A law lecturer and former Northern Ireland civil rights activist has been found guilty of fraud in Portugal and sentenced to nine years' imprisonment, writes Carol Coulter.
David Lowry, who has been in custody for two years, has said he is appealing against the verdict and sentence.
His lawyers are also appealing to the European Court of Human Rights in Strasbourg, on the grounds that he has no effective remedy in Portugal against unfair trial and appeals procedures, of discrimination as a foreigner, and suffering "inhuman and degrading" conditions in prison.
Lowry was found guilty of "aggravated fraud, criminal association, forgery and unauthorised creation of a data base".

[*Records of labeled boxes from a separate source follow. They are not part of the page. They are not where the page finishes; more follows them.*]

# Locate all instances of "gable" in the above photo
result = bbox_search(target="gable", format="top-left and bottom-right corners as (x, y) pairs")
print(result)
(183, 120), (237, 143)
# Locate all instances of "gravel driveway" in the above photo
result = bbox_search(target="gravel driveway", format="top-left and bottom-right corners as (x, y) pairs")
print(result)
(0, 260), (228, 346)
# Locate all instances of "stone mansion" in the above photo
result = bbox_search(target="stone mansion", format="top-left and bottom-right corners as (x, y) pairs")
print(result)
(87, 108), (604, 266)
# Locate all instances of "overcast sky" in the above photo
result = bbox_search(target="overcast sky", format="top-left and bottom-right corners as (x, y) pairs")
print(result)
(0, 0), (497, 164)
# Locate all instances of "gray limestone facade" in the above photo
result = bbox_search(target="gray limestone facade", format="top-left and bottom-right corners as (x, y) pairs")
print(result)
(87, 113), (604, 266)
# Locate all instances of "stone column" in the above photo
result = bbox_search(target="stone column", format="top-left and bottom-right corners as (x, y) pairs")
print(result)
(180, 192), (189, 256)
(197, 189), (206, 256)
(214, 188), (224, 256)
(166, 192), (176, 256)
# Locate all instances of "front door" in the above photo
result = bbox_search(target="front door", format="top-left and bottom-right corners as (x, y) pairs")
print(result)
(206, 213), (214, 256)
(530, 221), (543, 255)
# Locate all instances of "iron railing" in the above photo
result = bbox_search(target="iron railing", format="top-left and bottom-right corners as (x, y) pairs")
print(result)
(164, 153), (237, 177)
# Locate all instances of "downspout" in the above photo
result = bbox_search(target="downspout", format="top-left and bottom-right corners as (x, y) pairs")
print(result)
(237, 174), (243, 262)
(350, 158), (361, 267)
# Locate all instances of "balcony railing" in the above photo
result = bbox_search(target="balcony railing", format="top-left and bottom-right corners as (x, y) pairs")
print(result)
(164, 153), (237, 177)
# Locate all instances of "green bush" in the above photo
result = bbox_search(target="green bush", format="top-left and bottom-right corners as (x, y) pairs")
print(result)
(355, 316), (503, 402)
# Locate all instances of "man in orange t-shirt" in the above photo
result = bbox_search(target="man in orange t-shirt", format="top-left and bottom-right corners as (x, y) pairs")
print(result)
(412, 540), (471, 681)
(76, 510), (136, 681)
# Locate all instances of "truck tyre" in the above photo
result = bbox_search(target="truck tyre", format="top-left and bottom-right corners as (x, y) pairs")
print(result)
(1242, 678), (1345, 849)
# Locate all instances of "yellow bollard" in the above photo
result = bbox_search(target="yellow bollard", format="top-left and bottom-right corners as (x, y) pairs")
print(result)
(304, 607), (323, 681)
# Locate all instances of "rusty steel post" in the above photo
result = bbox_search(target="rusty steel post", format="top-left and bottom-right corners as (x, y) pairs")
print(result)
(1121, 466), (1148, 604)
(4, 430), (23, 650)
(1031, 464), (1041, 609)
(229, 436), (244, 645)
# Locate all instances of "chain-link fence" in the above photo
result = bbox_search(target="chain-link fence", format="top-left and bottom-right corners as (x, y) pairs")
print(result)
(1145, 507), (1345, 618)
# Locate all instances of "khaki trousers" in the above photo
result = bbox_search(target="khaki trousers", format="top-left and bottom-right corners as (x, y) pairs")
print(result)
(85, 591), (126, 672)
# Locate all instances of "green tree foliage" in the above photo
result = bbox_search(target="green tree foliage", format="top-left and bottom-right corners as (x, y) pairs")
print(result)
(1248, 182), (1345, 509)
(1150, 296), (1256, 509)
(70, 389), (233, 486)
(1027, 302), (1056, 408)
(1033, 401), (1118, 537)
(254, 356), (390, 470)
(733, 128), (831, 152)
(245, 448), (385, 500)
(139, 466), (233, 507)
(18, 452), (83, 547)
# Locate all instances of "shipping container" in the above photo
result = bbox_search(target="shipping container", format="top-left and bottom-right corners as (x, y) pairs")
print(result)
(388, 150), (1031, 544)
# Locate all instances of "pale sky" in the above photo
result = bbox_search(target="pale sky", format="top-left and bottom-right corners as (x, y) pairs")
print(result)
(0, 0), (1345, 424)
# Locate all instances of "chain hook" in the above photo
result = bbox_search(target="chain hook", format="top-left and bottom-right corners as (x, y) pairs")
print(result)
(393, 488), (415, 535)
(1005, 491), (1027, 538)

The Liverpool-born lawyer studied in Belfast and lectured in Britain before moving to the US, where he taught business law and acted as an adviser to the FBI on white collar crime.
In Portugal he operated a telemarketing business, selling international shares, until his arrest in April 1997.
Ms Gudrun Parasie, director of the European Legal Advice Service, which has been assisting Lowry with his defence, said: "I have just returned from Portugal. I am still shell-shocked, having witnessed a distinguished academic of previous good character being turned into a criminal by a fundamentally flawed justice system, a remnant of the fascist dictatorship of Antonio Salazar".
Ms Parasie said Lowry was sentenced not only for crimes he allegedly committed but his work assisting the FBI to solve white collar crime had given him, according to the court, a "criminal mind" capable of committing great crimes in the future.
She said Lowry had only 10 days to appeal, including translating a very lengthy judgment.